If you're looking to translate your website, software or anything else, Upwork is a great place to start. While we're still perfecting our Upwork translation hires, here are some of the tips I can share so far:
- know your word count and publish fixed price projects – translators usually work on a cost per word basis, not a hourly one
- give lower rate and new applicants a try – we've had success with new Upwork users who can offer quality service at a lower rate
General Upwork hiring tips
Here are some of the general things I've learned while hiring people on Upwork that may help you do it more efficiently:
- add a line in your job description requiring applicants to mention your name (or something else) when applying – you'll be surprised how many applicants don't read job descriptions
- look at past feedback, but don't swear by it – it's common for poor services to receive 5 star reviews
- pay attention to previous jobs – experts in a particular field will not usually waste time doing generic jobs
- use "preferred qualifications" job filter to weed out clearly unfit hires
- consider searching within a specific geographical location – Eastern Europe is known for great and affordable developers and designers (especially Ukraine & Belarus)
- build relationships with your hires – don't treat them as temporary employees, but look for building a deeper connection – working with someone you know and trust will result in a more fruitful collaboration
Upwork vs Others
There are a few other places I used to look for freelancers in before settling with Upwork, but most of them didn't really work out.
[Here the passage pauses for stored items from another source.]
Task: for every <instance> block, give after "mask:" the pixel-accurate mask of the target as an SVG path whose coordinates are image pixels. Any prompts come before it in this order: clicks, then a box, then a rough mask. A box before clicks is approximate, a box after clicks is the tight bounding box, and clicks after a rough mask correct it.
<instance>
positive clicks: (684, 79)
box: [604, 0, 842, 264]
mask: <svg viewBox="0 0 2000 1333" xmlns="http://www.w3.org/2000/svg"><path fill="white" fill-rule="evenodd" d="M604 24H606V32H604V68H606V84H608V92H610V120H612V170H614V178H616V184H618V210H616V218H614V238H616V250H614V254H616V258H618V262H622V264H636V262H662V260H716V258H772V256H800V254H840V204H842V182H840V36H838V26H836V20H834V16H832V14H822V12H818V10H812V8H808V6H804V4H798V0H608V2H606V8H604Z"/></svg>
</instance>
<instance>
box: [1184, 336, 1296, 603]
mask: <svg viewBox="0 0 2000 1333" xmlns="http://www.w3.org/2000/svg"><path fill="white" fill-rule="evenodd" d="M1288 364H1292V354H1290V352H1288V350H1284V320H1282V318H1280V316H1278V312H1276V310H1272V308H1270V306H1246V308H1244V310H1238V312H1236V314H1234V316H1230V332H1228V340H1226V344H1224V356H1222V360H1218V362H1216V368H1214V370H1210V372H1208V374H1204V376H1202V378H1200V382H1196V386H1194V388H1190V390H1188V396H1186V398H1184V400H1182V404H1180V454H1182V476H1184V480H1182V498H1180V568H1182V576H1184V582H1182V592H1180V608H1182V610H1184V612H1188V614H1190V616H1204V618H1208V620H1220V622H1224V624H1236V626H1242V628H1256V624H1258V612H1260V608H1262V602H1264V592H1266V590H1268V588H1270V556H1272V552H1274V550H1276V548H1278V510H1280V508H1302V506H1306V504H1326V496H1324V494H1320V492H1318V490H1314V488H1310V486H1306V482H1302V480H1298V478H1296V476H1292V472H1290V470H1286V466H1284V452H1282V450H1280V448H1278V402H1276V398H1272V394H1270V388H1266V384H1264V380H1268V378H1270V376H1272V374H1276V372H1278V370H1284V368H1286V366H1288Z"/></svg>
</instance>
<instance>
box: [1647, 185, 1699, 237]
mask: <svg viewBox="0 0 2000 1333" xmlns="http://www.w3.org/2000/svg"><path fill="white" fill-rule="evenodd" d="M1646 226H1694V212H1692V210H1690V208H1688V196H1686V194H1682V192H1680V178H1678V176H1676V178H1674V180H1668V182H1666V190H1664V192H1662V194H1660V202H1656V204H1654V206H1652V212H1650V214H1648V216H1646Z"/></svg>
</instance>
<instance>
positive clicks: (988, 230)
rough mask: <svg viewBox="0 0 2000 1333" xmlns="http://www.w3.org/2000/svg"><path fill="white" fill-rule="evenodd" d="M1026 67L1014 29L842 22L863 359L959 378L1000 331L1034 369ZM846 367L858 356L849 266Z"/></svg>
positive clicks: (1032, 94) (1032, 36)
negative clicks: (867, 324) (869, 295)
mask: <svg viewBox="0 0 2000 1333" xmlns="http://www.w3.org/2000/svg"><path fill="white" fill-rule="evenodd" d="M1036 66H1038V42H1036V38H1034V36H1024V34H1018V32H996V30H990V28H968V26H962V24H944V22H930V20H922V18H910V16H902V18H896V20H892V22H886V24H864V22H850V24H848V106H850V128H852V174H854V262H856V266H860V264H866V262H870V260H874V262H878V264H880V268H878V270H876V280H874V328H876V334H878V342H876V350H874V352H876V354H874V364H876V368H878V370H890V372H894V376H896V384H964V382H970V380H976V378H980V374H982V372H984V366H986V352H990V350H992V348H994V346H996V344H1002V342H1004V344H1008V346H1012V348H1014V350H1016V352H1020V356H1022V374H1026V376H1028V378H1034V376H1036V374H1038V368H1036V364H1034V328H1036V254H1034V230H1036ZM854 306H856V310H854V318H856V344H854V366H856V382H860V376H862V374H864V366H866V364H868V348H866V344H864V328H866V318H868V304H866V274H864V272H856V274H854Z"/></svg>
Still, you may consider giving them a try:
- Fiverr – for smaller tasks that are not related to design and development
- PeoplePerHour – for jobs related to content writing, proofreading and editing
- Freelancer.com – for pretty much anything, although we haven't had much luck
- specific communities – if you're looking for an OpenCart developer, try OpenCart forums, if you need a designer, try contacting one through Dribbble, etc.
- local freelancing websites – you may have more luck hiring someone close to you geographically and culturally through a local website
I really hope these tips will help you and make you more efficient in hiring freelancers on Upwork.
Does your business require freelance work? Are you a freelancer on Upwork? If so, feel free to share your thoughts in comments!